The room was quite crowded with three women in it, but Egwene pretended the other two did not exist as she readied herself for bed, hanging her cloak and belt and dress on three of the pegs set along one rough-plastered white wall. She did not ask for help with her buttons.

By the time she laid her neatly rolled stockings atop her shoes, Barasine had settled herself cross-legged on the floor and was immersed in a small, leatherbound book that she must have carried in her belt pouch. Katerine kept her eyes on Egwene as though she expected her to make a break for the door.

Crawling beneath the light woolen blanket in her shift, Egwene settled her head on the small pillow—not a goose-down pillow, that was for sure!—and went through the exercises, relaxing her body one part at a time, that would put her to sleep. She had done that so often that it seemed no sooner had she begun, than she was asleep…

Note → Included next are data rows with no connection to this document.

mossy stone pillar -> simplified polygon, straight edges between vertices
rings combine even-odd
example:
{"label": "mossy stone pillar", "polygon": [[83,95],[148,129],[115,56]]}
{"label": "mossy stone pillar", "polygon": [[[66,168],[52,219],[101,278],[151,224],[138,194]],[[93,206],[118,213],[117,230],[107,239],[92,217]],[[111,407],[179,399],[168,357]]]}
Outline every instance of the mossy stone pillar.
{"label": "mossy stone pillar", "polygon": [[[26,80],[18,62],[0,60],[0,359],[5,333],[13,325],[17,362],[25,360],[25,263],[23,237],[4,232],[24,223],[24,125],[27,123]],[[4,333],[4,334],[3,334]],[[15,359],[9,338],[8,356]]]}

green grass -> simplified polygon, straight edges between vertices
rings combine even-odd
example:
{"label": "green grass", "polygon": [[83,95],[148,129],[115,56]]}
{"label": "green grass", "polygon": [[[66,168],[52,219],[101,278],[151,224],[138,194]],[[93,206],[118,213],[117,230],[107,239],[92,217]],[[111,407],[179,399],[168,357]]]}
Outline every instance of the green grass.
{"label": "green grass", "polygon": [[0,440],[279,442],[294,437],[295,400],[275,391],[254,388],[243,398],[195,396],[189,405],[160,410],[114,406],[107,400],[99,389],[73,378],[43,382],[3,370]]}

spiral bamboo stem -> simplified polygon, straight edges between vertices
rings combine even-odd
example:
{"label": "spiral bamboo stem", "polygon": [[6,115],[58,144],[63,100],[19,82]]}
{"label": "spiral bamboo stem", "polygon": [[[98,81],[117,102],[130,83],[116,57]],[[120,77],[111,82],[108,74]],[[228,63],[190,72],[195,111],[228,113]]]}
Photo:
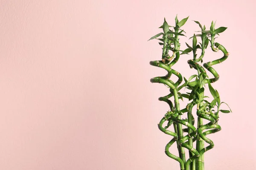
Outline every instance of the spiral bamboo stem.
{"label": "spiral bamboo stem", "polygon": [[[180,170],[204,170],[204,153],[214,146],[212,141],[206,136],[221,130],[220,126],[218,125],[219,105],[221,104],[219,96],[217,91],[215,91],[210,85],[210,83],[218,80],[219,75],[212,68],[212,66],[225,60],[229,55],[229,53],[223,45],[218,42],[214,42],[214,36],[216,34],[218,35],[218,33],[223,32],[227,28],[220,27],[215,30],[215,24],[213,24],[212,22],[210,30],[205,31],[204,26],[202,27],[199,22],[195,21],[199,25],[202,30],[202,34],[196,35],[194,34],[192,37],[194,37],[193,47],[190,47],[186,43],[189,48],[182,51],[180,50],[180,44],[178,37],[178,35],[184,35],[181,34],[183,30],[180,32],[179,31],[180,30],[180,27],[185,24],[188,18],[179,22],[176,17],[176,26],[174,27],[175,32],[169,29],[170,26],[168,25],[165,19],[163,25],[160,27],[163,28],[163,33],[159,33],[149,39],[156,38],[163,35],[163,38],[158,39],[162,42],[159,44],[163,45],[162,60],[151,61],[150,61],[150,64],[163,68],[167,71],[166,76],[152,78],[150,79],[150,82],[163,84],[169,88],[170,93],[169,94],[158,98],[159,100],[165,102],[169,105],[170,110],[167,112],[158,124],[158,128],[160,130],[173,137],[166,146],[166,154],[179,163]],[[211,40],[209,40],[207,37],[209,34],[211,34]],[[200,43],[201,46],[199,44],[197,44],[196,37],[198,36],[201,38],[202,43]],[[202,66],[198,62],[203,62],[205,50],[207,48],[209,41],[211,42],[211,47],[212,51],[217,52],[220,50],[224,56],[219,59],[204,63]],[[174,47],[171,46],[172,44],[174,45]],[[201,49],[201,52],[200,56],[197,58],[196,51],[198,48]],[[169,54],[170,50],[172,51],[172,56]],[[184,78],[185,82],[181,84],[183,81],[182,76],[179,72],[173,69],[172,66],[178,62],[180,55],[187,54],[192,51],[193,54],[193,59],[189,60],[187,62],[191,68],[194,68],[198,71],[198,76],[193,75],[189,78],[189,80],[186,80]],[[183,51],[181,54],[179,52],[180,51]],[[204,68],[213,75],[213,78],[207,78],[208,76]],[[178,80],[175,82],[170,79],[172,74],[178,78]],[[190,82],[195,76],[197,76],[198,79],[197,78],[195,80]],[[208,83],[211,94],[214,98],[211,102],[204,99],[207,97],[204,96],[204,88],[203,87],[206,83]],[[187,93],[188,94],[181,94],[179,91],[183,87],[191,90],[191,93]],[[174,99],[172,101],[170,98],[172,96]],[[183,96],[189,99],[189,101],[192,100],[192,101],[187,104],[186,108],[180,109],[179,99],[182,99]],[[183,99],[182,100],[183,100]],[[173,102],[174,102],[174,104]],[[217,105],[216,102],[218,103],[218,110],[214,113],[212,111],[212,109]],[[195,119],[192,113],[192,108],[196,105],[196,115],[198,116],[197,128],[194,126]],[[187,119],[181,119],[181,116],[186,113],[187,113]],[[204,125],[204,119],[209,122]],[[166,121],[168,122],[167,126],[163,127],[163,123]],[[172,125],[173,125],[174,132],[167,129]],[[182,125],[186,128],[183,129]],[[184,133],[187,133],[187,134],[183,135]],[[169,150],[170,147],[175,142],[179,153],[178,156],[171,153]],[[193,144],[195,142],[196,142],[195,148],[193,147]],[[205,143],[208,144],[206,147],[204,146]],[[189,158],[188,159],[186,159],[185,148],[189,150]]]}

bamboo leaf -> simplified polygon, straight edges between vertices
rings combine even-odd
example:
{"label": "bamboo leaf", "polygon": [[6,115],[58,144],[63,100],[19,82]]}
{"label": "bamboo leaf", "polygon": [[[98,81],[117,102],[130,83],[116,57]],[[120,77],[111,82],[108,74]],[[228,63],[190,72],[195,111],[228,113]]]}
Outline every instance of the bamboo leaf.
{"label": "bamboo leaf", "polygon": [[213,31],[214,31],[214,26],[213,26],[213,21],[212,21],[212,24],[211,24],[211,26],[210,27],[210,30]]}
{"label": "bamboo leaf", "polygon": [[[195,34],[194,34],[194,36],[195,36]],[[193,37],[193,48],[196,49],[196,44],[197,43],[197,40],[196,39],[196,37]]]}
{"label": "bamboo leaf", "polygon": [[231,112],[231,113],[232,113],[232,110],[231,110],[231,108],[230,108],[229,107],[229,106],[228,105],[228,104],[227,104],[227,103],[226,103],[225,102],[221,102],[221,104],[220,104],[220,105],[221,105],[221,104],[222,104],[222,103],[225,104],[226,104],[226,105],[227,106],[227,107],[228,107],[228,108],[230,108],[230,111]]}
{"label": "bamboo leaf", "polygon": [[192,79],[193,79],[193,78],[194,78],[196,76],[198,76],[196,74],[194,74],[189,77],[189,79],[188,79],[188,81],[187,81],[186,83],[186,84],[185,88],[186,88],[186,86],[188,85],[188,84],[190,81],[190,80],[191,80]]}
{"label": "bamboo leaf", "polygon": [[175,17],[175,23],[176,23],[176,26],[177,25],[177,24],[178,24],[178,23],[179,23],[179,20],[178,20],[178,18],[177,18],[177,15],[177,15],[177,15],[176,15],[176,17]]}
{"label": "bamboo leaf", "polygon": [[193,48],[189,45],[188,45],[186,42],[185,42],[185,43],[186,43],[186,45],[187,47],[188,47],[188,48],[189,48],[190,49],[192,49]]}
{"label": "bamboo leaf", "polygon": [[178,32],[173,32],[172,31],[169,31],[168,32],[167,32],[167,33],[166,33],[166,34],[168,35],[168,34],[174,34],[175,35],[181,35],[182,36],[185,36],[186,37],[186,36],[184,34],[180,34]]}
{"label": "bamboo leaf", "polygon": [[220,110],[220,111],[224,113],[228,113],[230,112],[230,110]]}
{"label": "bamboo leaf", "polygon": [[205,42],[204,42],[204,46],[205,47],[205,48],[207,48],[209,42],[209,39],[208,39],[208,37],[206,37],[205,40]]}
{"label": "bamboo leaf", "polygon": [[164,40],[163,38],[156,38],[156,39],[160,40],[160,41],[162,41],[163,42],[164,42]]}
{"label": "bamboo leaf", "polygon": [[152,37],[151,37],[151,38],[150,38],[149,39],[149,40],[148,40],[148,41],[149,41],[150,40],[154,39],[155,38],[158,37],[159,37],[161,35],[163,35],[163,33],[162,33],[162,32],[160,32],[159,34],[156,34],[154,36],[153,36]]}
{"label": "bamboo leaf", "polygon": [[203,33],[212,33],[212,31],[211,30],[205,31],[196,31],[195,32],[201,32]]}
{"label": "bamboo leaf", "polygon": [[182,53],[181,53],[181,54],[180,54],[180,55],[181,54],[188,54],[189,52],[191,52],[191,51],[192,51],[192,49],[191,48],[187,48],[185,50],[184,50]]}
{"label": "bamboo leaf", "polygon": [[196,49],[198,49],[198,48],[202,49],[202,48],[201,48],[201,47],[200,47],[200,45],[199,44],[198,44],[197,45],[196,45],[196,47],[195,47],[195,48]]}
{"label": "bamboo leaf", "polygon": [[209,88],[209,90],[210,90],[210,92],[211,92],[211,94],[212,94],[212,95],[214,99],[216,99],[216,92],[212,86],[212,85],[211,85],[211,83],[209,81],[208,81],[208,87]]}
{"label": "bamboo leaf", "polygon": [[204,91],[204,88],[201,88],[199,90],[199,93],[200,94],[201,94],[202,93],[203,93]]}
{"label": "bamboo leaf", "polygon": [[[168,26],[169,27],[174,27],[173,26]],[[158,27],[158,28],[163,28],[163,26],[160,26],[159,27]]]}
{"label": "bamboo leaf", "polygon": [[221,27],[218,28],[216,29],[213,31],[213,34],[218,34],[221,33],[223,31],[224,31],[227,28],[227,27]]}
{"label": "bamboo leaf", "polygon": [[198,80],[196,80],[188,83],[188,85],[192,87],[195,86],[196,85],[199,85],[199,81]]}
{"label": "bamboo leaf", "polygon": [[194,37],[202,37],[202,34],[196,34],[194,35],[193,37],[191,37],[190,38],[189,38],[189,39],[191,38],[193,38]]}
{"label": "bamboo leaf", "polygon": [[189,97],[189,95],[187,94],[181,94],[180,96],[187,99],[188,99]]}
{"label": "bamboo leaf", "polygon": [[164,18],[164,21],[163,22],[163,32],[165,34],[166,34],[167,32],[169,31],[169,26],[168,25],[168,24],[165,20],[165,17]]}
{"label": "bamboo leaf", "polygon": [[214,108],[214,106],[216,105],[216,99],[214,99],[213,100],[210,104],[210,105],[212,108]]}
{"label": "bamboo leaf", "polygon": [[196,23],[197,24],[198,24],[198,25],[199,25],[199,26],[201,28],[201,29],[203,29],[203,27],[202,27],[202,25],[201,25],[201,24],[199,22],[197,21],[195,21],[195,23]]}
{"label": "bamboo leaf", "polygon": [[185,24],[187,20],[188,20],[188,19],[189,18],[189,16],[188,16],[186,18],[182,19],[179,22],[179,23],[178,23],[178,24],[177,24],[177,26],[179,26],[180,27],[181,27],[182,26]]}

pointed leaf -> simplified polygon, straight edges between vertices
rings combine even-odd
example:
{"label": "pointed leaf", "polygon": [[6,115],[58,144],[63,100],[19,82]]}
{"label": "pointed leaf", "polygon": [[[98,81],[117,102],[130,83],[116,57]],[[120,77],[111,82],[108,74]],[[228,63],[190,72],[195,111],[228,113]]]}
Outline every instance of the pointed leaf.
{"label": "pointed leaf", "polygon": [[185,23],[186,23],[186,22],[187,20],[188,20],[188,19],[189,18],[189,16],[187,17],[186,18],[184,18],[182,20],[180,21],[179,22],[179,23],[178,23],[178,24],[177,24],[180,27],[181,27],[181,26],[183,25],[184,25],[184,24],[185,24]]}
{"label": "pointed leaf", "polygon": [[186,37],[186,36],[185,35],[183,34],[180,34],[178,32],[173,32],[172,31],[169,31],[167,32],[167,33],[166,33],[166,34],[168,35],[169,34],[174,34],[175,35],[181,35],[182,36]]}
{"label": "pointed leaf", "polygon": [[167,32],[169,31],[169,26],[168,25],[168,24],[165,20],[165,17],[164,18],[164,21],[163,22],[163,32],[165,34],[166,34]]}
{"label": "pointed leaf", "polygon": [[185,97],[185,98],[188,99],[189,97],[189,95],[187,94],[181,94],[180,96],[183,96],[183,97]]}
{"label": "pointed leaf", "polygon": [[[196,76],[198,76],[197,75],[196,75],[196,74],[194,74],[194,75],[192,75],[192,76],[190,76],[189,77],[189,79],[188,79],[188,81],[186,82],[186,86],[188,85],[188,83],[190,81],[190,80],[191,80],[194,78],[195,78],[195,77]],[[186,87],[185,87],[185,88],[186,88]]]}
{"label": "pointed leaf", "polygon": [[201,25],[201,24],[198,21],[195,21],[195,23],[196,23],[197,24],[198,24],[198,25],[199,25],[199,26],[200,27],[200,28],[201,28],[201,29],[203,29],[203,27],[202,27],[202,25]]}
{"label": "pointed leaf", "polygon": [[202,37],[202,34],[196,34],[196,35],[194,35],[194,36],[193,36],[193,37],[191,37],[190,38],[189,38],[189,39],[190,39],[190,38],[193,38],[193,37]]}
{"label": "pointed leaf", "polygon": [[209,81],[208,81],[208,87],[209,88],[209,90],[210,90],[210,92],[211,92],[211,94],[212,94],[212,96],[213,96],[213,98],[215,99],[216,99],[216,92],[212,86],[212,85],[211,85]]}
{"label": "pointed leaf", "polygon": [[180,54],[180,55],[182,54],[188,54],[189,52],[191,52],[191,51],[192,51],[192,49],[191,48],[187,48],[186,50],[184,50],[182,53],[181,53],[181,54]]}
{"label": "pointed leaf", "polygon": [[196,47],[196,44],[197,43],[197,40],[196,39],[196,37],[195,34],[194,34],[194,37],[193,37],[193,48],[195,49]]}
{"label": "pointed leaf", "polygon": [[218,28],[216,29],[213,31],[213,34],[218,34],[221,33],[223,31],[224,31],[227,28],[227,27],[221,27],[219,28]]}
{"label": "pointed leaf", "polygon": [[212,21],[212,24],[211,24],[211,26],[210,27],[210,30],[213,31],[214,29],[214,27],[213,26],[213,21]]}
{"label": "pointed leaf", "polygon": [[158,37],[159,37],[161,35],[163,35],[163,33],[162,33],[162,32],[160,32],[159,34],[156,34],[154,36],[153,36],[152,37],[151,37],[151,38],[150,38],[150,39],[149,39],[149,40],[148,40],[148,41],[149,41],[150,40],[154,39],[155,38]]}
{"label": "pointed leaf", "polygon": [[231,112],[231,113],[232,112],[232,110],[231,110],[231,109],[229,107],[229,106],[227,103],[226,103],[225,102],[221,102],[221,104],[222,104],[222,103],[225,104],[227,106],[227,107],[228,107],[228,108],[230,108],[230,111]]}
{"label": "pointed leaf", "polygon": [[189,48],[190,49],[192,49],[193,48],[189,45],[188,45],[186,42],[185,42],[185,43],[186,43],[186,45],[187,47],[188,47],[188,48]]}
{"label": "pointed leaf", "polygon": [[201,47],[200,47],[200,45],[199,44],[198,44],[197,45],[196,45],[196,48],[198,49],[198,48],[200,48],[200,49],[202,49],[202,48],[201,48]]}
{"label": "pointed leaf", "polygon": [[220,111],[224,113],[228,113],[230,112],[230,110],[220,110]]}
{"label": "pointed leaf", "polygon": [[214,99],[213,100],[210,104],[210,105],[212,108],[214,108],[214,106],[216,105],[216,99]]}
{"label": "pointed leaf", "polygon": [[177,14],[176,15],[176,17],[175,17],[175,23],[176,23],[176,25],[177,26],[178,24],[178,23],[179,23],[179,20],[178,20],[178,18],[177,18],[177,16],[178,15]]}
{"label": "pointed leaf", "polygon": [[207,48],[207,47],[208,46],[208,45],[209,43],[209,39],[208,39],[208,37],[206,37],[205,40],[205,42],[204,42],[204,46],[205,47],[205,48]]}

…and floating, formless, in a darkness that lay between the waking world and Tel’aran’rhiod, the narrow gap between dream and reality, a vast void filled with a myriad of twinkling specks of light that were all the dreams of all the sleepers in the world. They floated around her, in this place with no up or down, as far as the eye could see, flickering out as a dream ended, springing alight as one began. She could recognize some at sight, put a name to the dreamer, but she did not see the one she sought.

It was to Siuan she needed to speak, Siuan who likely knew by now that disaster had struck, who might be unable to sleep until exhaustion took her under. She settled herself to wait. There was no sense of time here; she would not grow bored with waiting. But she had to work out what to say. So much had changed since she wakened. She had learned so much.

Then, she had been sure she would die soon, sure the sisters inside the Tower were a solid army behind Elaida. Now… Elaida thought her safely imprisoned. No matter this talk of making her a novice again; even if Elaida really believed it, Egwene al’Vere did not. She did not consider herself a prisoner, either. She was carrying the battle into the heart of the Tower itself. If she had had lips there, she would have smiled.